Tumors from the E + T + G250, E + T + G500 and E + T + G1000 groups were harvested for primary cell culture. The tumors were minced and transferred to cell culture plates. The harvested cells were maintained in MEM supplemented with 5% BCS and 1 nM estrogen. One week prior to treatment, the media was switched to phenol red-free MEM containing 5% charcoal dextran-stripped BCS. MCF-7 cells and the tumor cells were seeded in 24-well plates at 5000 cells per well and treated with estrogen (1 nM), estrogen (1 nM) + tamoxifen (1 μM) or estrogen (1 nM) + ICI 182780 (1 μM) for 6 days. MTT (3-(4,5-dimethylthiazol-2-yl)-2,5-diphenyltetrazolium bromide) assay was used to determine cell viability. Optical density at 570 nm was measured and normalized against the control. The experiment was repeated three times.

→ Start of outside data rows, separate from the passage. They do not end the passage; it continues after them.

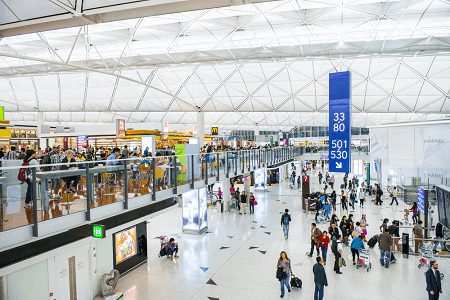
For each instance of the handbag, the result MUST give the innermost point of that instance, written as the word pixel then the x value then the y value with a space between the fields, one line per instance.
pixel 342 262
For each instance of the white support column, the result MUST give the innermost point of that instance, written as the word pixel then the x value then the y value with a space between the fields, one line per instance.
pixel 201 129
pixel 226 194
pixel 40 122
pixel 247 185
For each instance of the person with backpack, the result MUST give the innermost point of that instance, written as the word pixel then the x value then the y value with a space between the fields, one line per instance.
pixel 379 194
pixel 355 246
pixel 336 248
pixel 243 203
pixel 324 240
pixel 285 219
pixel 284 271
pixel 51 158
pixel 333 200
pixel 252 203
pixel 12 154
pixel 320 278
pixel 343 227
pixel 361 197
pixel 326 208
pixel 22 155
pixel 25 173
pixel 318 207
pixel 344 201
pixel 353 199
pixel 315 235
pixel 333 231
pixel 384 243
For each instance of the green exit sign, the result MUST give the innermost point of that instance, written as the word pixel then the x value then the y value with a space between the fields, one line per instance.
pixel 98 231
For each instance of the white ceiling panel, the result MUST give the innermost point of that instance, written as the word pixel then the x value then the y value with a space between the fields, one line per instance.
pixel 269 62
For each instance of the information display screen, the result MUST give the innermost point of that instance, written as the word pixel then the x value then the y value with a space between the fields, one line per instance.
pixel 421 199
pixel 340 122
pixel 125 244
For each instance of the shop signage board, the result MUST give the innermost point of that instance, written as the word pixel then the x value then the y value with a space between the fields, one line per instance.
pixel 98 231
pixel 421 199
pixel 82 141
pixel 340 122
pixel 120 128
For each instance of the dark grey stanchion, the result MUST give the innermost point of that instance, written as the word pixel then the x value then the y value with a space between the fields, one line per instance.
pixel 35 220
pixel 125 185
pixel 154 179
pixel 192 172
pixel 88 193
pixel 175 170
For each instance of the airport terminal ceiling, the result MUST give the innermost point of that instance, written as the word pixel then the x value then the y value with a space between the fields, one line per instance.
pixel 264 63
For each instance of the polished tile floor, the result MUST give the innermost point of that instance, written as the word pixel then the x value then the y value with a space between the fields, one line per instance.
pixel 237 258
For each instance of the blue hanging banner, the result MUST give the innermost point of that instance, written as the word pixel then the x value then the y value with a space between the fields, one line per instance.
pixel 340 122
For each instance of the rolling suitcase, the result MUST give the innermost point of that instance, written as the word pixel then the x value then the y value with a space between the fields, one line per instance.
pixel 296 282
pixel 373 241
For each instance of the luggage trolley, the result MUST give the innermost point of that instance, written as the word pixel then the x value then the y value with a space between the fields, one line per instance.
pixel 164 240
pixel 364 259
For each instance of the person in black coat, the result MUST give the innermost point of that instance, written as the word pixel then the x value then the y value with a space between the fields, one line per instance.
pixel 320 278
pixel 433 277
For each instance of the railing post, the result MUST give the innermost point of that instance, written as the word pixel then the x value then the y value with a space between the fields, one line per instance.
pixel 35 220
pixel 154 179
pixel 88 193
pixel 176 174
pixel 125 185
pixel 192 171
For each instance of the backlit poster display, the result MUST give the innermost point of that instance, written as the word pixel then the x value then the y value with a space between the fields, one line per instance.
pixel 261 179
pixel 441 206
pixel 203 206
pixel 125 244
pixel 148 142
pixel 340 122
pixel 195 211
pixel 82 141
pixel 120 128
pixel 190 210
pixel 421 199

Harvested tumor samples were fixed in 10% formalin and embedded in paraffin blocks, cut into 5 μm sections and placed on microscopic slides. Cell proliferation in tumors was determined using immunohistochemical staining for the cell proliferation marker, Ki-67, as described (18). In brief, the slides were incubated with a 1:3000 primary anti-human Ki-67 antibody (Pharmingen, San Diego, CA) at 24°C in a humidified chamber for 2 h and then incubated with a biotinylated anti-mouse secondary antibody (VECTASTAIN Elite ABS reagent; Vector Laboratories, Burlingame, CA) for 30 min at room temperature. Positive cells were stained brown with 3,3′-diaminobenzidine tetrahydrachloride, and background cells were stained blue with hematoxylin. Cell apoptosis in tumors was analyzed using In situ cell death detection kit (Roche Diagnostics GmbH, Mennheim, Germany) and terminal deoxynucleotidyl transferase biotin-deoxyuridine triphosphate nick end labeling (TUNEL) staining was performed following the manufacture's procedure. Positive cells were green fluorescent and background cells were blue fluorescent. Both the positive and the background cells in Ki-67 or TUNEL staining were counted in a given field of tissue under an AxioSkop 40 microscope (Carl Zeiss, Thornwood, NY). Six tumors within the range of mean ± standard error from individual treatment groups were selected for proliferation and apoptosis molecular analyses. A total of 30 fields from the six tumors per experimental group were randomly selected for evaluation. Data are presented either as proliferative index (PI) or apoptotic index (AI) as the percentage of proliferative or apoptotic cells in a given area of tumor tissue.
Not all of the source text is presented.